Ainsi rêvant, je gravissais un effroyable plan incliné, cependant que le vent tantôt flagellait ma figure, tsntôt sifflait derrière mes oreilles. J'avais laissé si bas la région des nuages que ses plis et ses flocons argentés se confondaient en une étendue plate et brillante. Et, soudain, j'eus une aventure non seulement terrible, mais inouïe. Je savais d'expérience ce que c'est que d'être pris dans un remous, mais jamais je n'en avais rencontré d'aussi formidable : l'un me happa à l'improviste ; pendant une ou deux minutes, je virai, virai, à une telle vitesse que j'en perdis presque connaissance ; et, tout d'un coup, penchant sur l'aile gauche, je m'abîmai dans l'entonnoir central, je tombai comme un caillou à une profondeur voisine de mille pieds. Par bonheur, mon ceinturon me retint à mon siège ; le choc m'avait coupé la respiration ; je pendais à demi insensible pardessus le fuselage. Mais je reste toujours capable d'un effort suprême, c'est mon seul grand mérite d'aviateur. Dans un terrible mouvement de torsion, jetant de côté tout mon poids, je redressai mes plans et piquai hors du vent ; l'instant d'après, j'avais échappé aux remous et filais mollement dans le ciel. Brisé mais victorieux, je cabrai l'appareil, je repris mon ascension régulière en spirale. J'eus soin de me donner du champ pour éviter l'endroit du tourbillon, et bientôt je le survolai : j'étais tranquille. A une heure, j'atteignais la hauteur de vingt et un mille pieds au-dessus du niveau de la mer. J'avais, à ma vive satisfaction, dépassé la zone de tempête ; de cent en cent pieds, l'air devenait plus calme. Il faisait d'ailleurs très froid, et j'éprouvais ces nausées particulières que donne la raréfaction de l'air. Je dévissai pour la première fois l'orifice de mon ballon d'oxygène, j'aspirai une bouffée de cet admirable gaz ; pareil à un cordial, il s'insinua dans mes veines ; une gaieté m'envahit, assez semblable à de la griserie ; et me voilà criant, chantant à tue-tête, tandis qu'un essor continu me portait toujours plus haut dans la paix de ces régions glaciales !
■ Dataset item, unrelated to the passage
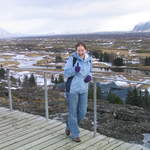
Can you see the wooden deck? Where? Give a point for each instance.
(23, 131)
Il est clair pour moi que l'insensibilité dont furent frappés Glaisher et, à un degré moindre, Coxwell, lorsqu'en 1862 ils atteignirent à bord d'un ballon la hauteur de trente mille pieds, est attribuable à l'extrême rapidité avec laquelle s'effectue une ascension perpendiculaire ; quand on s'élève comme sur une pente douce et qu on prend le temps de s'habituer à la diminution de la pression barométrique, on n'a pas à redouter les mêmes effets. A cette hauteur de trente mille pieds, je constatai que, même sans le secours de mon inhalateur, je respirais sans trop d'angoisse. Mais le froid était vraiment cruel, mon thermomètre Fahrenheit marquait zéro. A une heure trente, j'étais à près de sept milles au-dessus de la surface de la terre, et je continuais de monter régulièrement. Je m'aperçus toutefois que l'air raréfié offrait à mes plans un support beaucoup moins ferme et que, par suite, je devais réduire considérablement mon angle de montée. Déjà il devenait manifeste que, malgré mon faible poids personnel et la puissance de mon moteur, j'allais arriver à un point que je ne pourrais franchir. Circonstance aggravante, une des bougies du moteur s'était remise à faire des siennes, j'avais à tout instant des ratés. Le coeur me pesait gros à la pensée d'un échec.

Sur ces entrefaites, se produisit un incident des plus extraordinaires : quelque chose déchira l'air près de moi dans une traînée de fumée ; puis il y eut un bruit d'explosion, accompagné d'un sifflement et d'un jet d épaisse vapeur. Je fus une minute sans pouvoir imaginer ce qui arrivait ; enfin je me rappelai que la terre est sans cesse. bombardée par des bolides, qui la rendraient inhabitable si presque toujours ils ne se dissolvaient dans les régions éloignées de l'atmosphère. C'est là un danger nouveau pour l'homme qui explore les altitudes.

L'aiguille de mon barographe marquait quarante et un mille trois cents pieds, quand je compris que je n'irais pas plus haut. Non pas que, physiquement, la tension dépassât encore mes forces ; mais l'appareil était, lui, au bout de ses moyens. L'air trop léger ne soutenait plus suffisamment ses ailes ; à la moindre inclinaison, il faisait une embardée ; enfin il devenait paresseux à la manoeuvre. Je continuais d'avoir des ratés, et deux de mes cylindres, à ce qu'il me semblait, ne donnaient plus. Si je n'avais pas, dès maintenant, atteint la zone que je cherchais, je ne l'atteindrais certainement pas ce jour-là. Mais ne se pouvait-il pas que je l'eusse atteinte ?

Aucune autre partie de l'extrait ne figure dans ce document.